The Computational Cognitive Robotics Group was formed in 1984 with an important competitive funding program from the Fundación Ramón Areces for an interdisciplinary research project on human and artificial vision applied to robotic manipulators in which our group developed a computerized Hand-Eye system in collaboration with a research team from the Faculty of Psychology of Complutense University of Madrid.
Afterwards, we have worked on vehicle detection and tracking, vehicle counting, assisted mobility, automated car parking, humanoid and biped robot locomotion, helicopter flight controllers, and developing of intelligent computational solutions for robot and multi-robot systems.
We have designed and built an automated (robot-based) visual inspection system of used industrial pallets with operating plants in a number of European countries (Portugal, France, Spain, and the United Kingdom) and in the USA. This system holds a patent issued by the European Patent Office, at the Hague, The Netherlands.
We are currently developing fundamental and applied research work on symbolic and language-like communication in robot teams. We are using evolutionary algorithms at the design phase as well as reinforcement learning algorithms for on-line language acquisition. We plan to build a physical multi-robot system equipped with vision cameras as the sensory information for the meaning construction and cognitive categorization of the robots' symbolic language and also equipped with musical sound synthesizers for implementing the phonation of the words of the robots' language using on-line reinforcement learning and on-line embodied evolution algorithms.

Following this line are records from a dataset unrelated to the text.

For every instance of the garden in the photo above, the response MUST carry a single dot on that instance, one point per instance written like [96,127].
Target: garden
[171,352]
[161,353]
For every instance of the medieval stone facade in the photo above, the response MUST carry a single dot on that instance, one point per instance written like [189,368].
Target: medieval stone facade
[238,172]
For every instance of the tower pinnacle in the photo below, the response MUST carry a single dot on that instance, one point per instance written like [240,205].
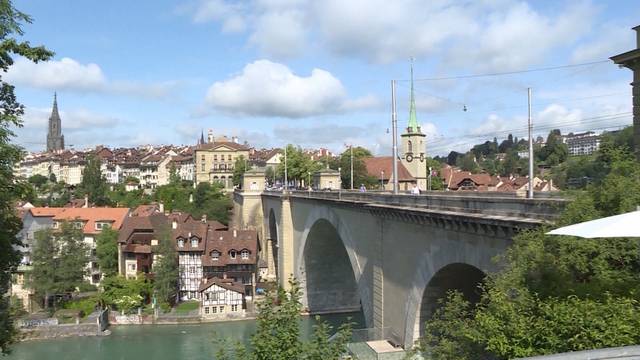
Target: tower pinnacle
[55,139]
[413,126]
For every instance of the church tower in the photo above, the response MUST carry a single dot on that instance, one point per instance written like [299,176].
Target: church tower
[413,144]
[55,139]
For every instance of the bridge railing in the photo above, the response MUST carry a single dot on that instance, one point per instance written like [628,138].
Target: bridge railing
[475,203]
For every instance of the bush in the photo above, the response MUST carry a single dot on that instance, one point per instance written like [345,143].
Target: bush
[187,307]
[83,306]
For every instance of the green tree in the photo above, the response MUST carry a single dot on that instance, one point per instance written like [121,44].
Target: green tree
[59,261]
[107,251]
[277,336]
[360,173]
[299,165]
[239,168]
[165,270]
[468,162]
[123,293]
[93,182]
[38,180]
[11,111]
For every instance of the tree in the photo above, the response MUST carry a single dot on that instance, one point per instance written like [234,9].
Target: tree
[277,336]
[38,180]
[107,251]
[165,270]
[537,303]
[59,261]
[360,173]
[239,168]
[94,183]
[123,293]
[11,21]
[468,162]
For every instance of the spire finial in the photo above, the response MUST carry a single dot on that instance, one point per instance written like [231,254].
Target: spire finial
[413,126]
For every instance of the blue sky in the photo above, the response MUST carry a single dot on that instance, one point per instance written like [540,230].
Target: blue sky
[317,73]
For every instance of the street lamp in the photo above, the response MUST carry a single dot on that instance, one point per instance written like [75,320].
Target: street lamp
[339,182]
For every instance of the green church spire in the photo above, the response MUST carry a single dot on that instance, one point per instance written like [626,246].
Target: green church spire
[413,126]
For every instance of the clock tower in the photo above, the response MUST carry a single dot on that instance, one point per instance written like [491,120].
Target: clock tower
[414,144]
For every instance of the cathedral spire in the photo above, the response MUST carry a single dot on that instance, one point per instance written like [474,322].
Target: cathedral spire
[413,126]
[55,139]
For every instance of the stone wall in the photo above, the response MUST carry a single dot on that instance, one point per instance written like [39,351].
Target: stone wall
[60,331]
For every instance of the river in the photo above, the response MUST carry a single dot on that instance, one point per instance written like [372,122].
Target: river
[154,342]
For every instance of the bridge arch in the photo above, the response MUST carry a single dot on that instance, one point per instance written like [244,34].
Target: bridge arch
[328,268]
[462,277]
[273,245]
[461,268]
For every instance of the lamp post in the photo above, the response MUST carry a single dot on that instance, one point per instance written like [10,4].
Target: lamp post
[351,148]
[339,182]
[286,182]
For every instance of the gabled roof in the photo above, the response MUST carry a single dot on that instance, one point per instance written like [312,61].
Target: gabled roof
[217,145]
[223,283]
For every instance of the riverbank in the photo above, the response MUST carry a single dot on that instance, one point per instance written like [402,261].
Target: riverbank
[166,342]
[49,332]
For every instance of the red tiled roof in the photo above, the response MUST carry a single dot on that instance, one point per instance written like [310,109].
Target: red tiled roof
[375,166]
[223,283]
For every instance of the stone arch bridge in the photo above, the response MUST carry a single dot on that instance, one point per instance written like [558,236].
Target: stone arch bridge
[393,256]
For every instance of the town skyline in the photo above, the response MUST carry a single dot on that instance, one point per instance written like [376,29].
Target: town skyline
[109,98]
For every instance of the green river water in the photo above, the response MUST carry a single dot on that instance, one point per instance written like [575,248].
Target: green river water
[153,342]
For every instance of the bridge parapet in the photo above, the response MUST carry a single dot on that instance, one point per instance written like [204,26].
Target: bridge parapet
[543,210]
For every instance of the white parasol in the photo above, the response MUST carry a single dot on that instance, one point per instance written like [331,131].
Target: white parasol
[624,225]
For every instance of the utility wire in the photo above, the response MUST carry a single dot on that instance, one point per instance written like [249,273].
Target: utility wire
[471,76]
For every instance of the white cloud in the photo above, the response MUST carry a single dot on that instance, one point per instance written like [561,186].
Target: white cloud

We are also developing novel data clustering algorithms based on cellular automata and social segregation models. The algorithms are based on the idea of considering the individual data items as mobile agents, which the data items themselves, like individuals in a social neighborhood, are able to move autonomously in a lattice.
We are now extending this work on symbolic communication in teams of robots to a new project on enactive (action-oriented) coordination in teams of mobile robots, in which the robots learn to coordinate their actions based on a self-consensued interpretation of visual symbols with applications to autonomous navigation of mobile robots and to automatic driving systems of commercial cars.
Finally, we plan to continue our previous research on car-like robots automatic parking in cooperation with the IAI-CSIC Autopia Program. In this line of work we intend to migrate our simulated algorithms inspired on the behavior-based and bio-mimetic paradigms to the commercial vehicles developed by the IAI-CSIC.